In order to determine the parameter \(\sigma\) however, it is (finally!) necessary to look at the physics. For \(N=1\) gas particle with Hamiltonian \(H\), its semi-classical canonical partition function \(Z\) is:
\[Z=\frac{1}{h^3}\int_{\textbf x,\textbf p\in\textbf R^6}e^{-\beta H}d^3\textbf xd^3\textbf p\]
For an ideal gas, the classical Hamiltonian is just \(H=|\textbf p|^2/2m\), so if the container has volume \(V=\int_{\textbf x\in\textbf R^3}d^3\textbf x\) then:
\[Z=\frac{V}{h^3}\int_{\textbf p\in\textbf R^3}e^{-\beta p^2/2m}d^3\textbf p\]

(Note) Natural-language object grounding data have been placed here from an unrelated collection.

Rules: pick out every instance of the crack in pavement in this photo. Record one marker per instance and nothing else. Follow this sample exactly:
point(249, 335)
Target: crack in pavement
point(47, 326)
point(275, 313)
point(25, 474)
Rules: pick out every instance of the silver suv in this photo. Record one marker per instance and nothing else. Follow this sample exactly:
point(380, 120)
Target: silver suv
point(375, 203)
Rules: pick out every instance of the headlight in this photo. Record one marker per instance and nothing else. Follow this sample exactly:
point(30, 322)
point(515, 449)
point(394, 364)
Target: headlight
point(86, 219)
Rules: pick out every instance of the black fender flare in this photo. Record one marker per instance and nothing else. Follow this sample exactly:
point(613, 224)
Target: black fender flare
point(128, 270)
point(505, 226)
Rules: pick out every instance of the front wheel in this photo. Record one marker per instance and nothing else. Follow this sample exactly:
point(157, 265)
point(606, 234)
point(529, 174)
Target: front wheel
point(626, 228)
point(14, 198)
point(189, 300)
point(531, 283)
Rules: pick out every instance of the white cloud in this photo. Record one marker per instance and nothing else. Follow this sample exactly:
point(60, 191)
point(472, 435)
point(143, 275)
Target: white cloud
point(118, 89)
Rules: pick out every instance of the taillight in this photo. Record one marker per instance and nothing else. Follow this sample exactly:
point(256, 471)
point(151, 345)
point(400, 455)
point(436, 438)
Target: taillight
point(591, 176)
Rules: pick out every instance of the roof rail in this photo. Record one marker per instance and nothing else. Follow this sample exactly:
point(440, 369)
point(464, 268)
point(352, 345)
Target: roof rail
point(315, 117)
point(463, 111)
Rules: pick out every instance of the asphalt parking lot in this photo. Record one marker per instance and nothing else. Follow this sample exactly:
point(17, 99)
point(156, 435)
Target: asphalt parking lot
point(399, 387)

At this point the quick way to obtain \(\sigma\) would be to recognize that the semi-classical canonical partition function is the normalization factor in the Boltzmann distribution of the canonical ensemble, so the integrand must be proportional to the probability density function for the momentum random vector \(\textbf P\), from which one can directly see (using \(p^2/2m=mv^2/2\)) that \(1/2\sigma^2=\beta m/2\) so \(\sigma=1/\sqrt{\beta m}=\sqrt{kT/m}\). Alternatively, if that was too slick, one can also separate out the \(3\) Gaussian integrals in the Poisson fashion to get:
\[Z=\frac{V}{\lambda^3}\]
with \(\lambda=\sqrt{\frac{2\pi\hbar^2}{mkT}}\) the thermal de Broglie wavelength of the gas particles. Since the gas is ideal, hence non-interacting, the semi-classical canonical partition function for \(N\) ideal gas particles (denoted \(Z\) again by abuse of notation) is:
\[Z=\frac{V^N}{N!\lambda^{3N}}\]
where the \(N!\) is to avert the Gibbs paradox by accounting for identical particles (although see the article on the Gibbs paradox by E.T. Jaynes). Armed with \(Z\), everything else is at most a few derivatives away. The most immediate is the Helmholtz free energy \(F=-kT\ln Z\approx -NkT\left(\ln V-\ln N-3\ln\lambda+1\right)\) from which one deduces that the pressure \(p=-\frac{\partial F}{\partial V}=\frac{NkT}{V}\) follows the ideal gas law. The expected total energy is \(\langle E\rangle =-\partial\ln Z/\partial\beta=\frac{3}{2}NkT\) with \(C_V=\partial\langle E\rangle/\partial T=\frac{3}{2}Nk\) the heat capacity and by the fluctuation-dissipation theorem \(\sigma_E^2=kT^2C_V=3Nk^2T^2/2\) so that the relative fluctuations \(\sigma_E/\langle E\rangle=\sqrt{2/3N}\) become vanishingly small in the thermodynamic limit. The entropy \(S=k(\beta\langle E\rangle+\ln Z)\) is then given by the Sackur-Tetrode equation:
\[S=Nk\left(\ln\frac{V}{N\lambda^3}+\frac{5}{2}\right)\]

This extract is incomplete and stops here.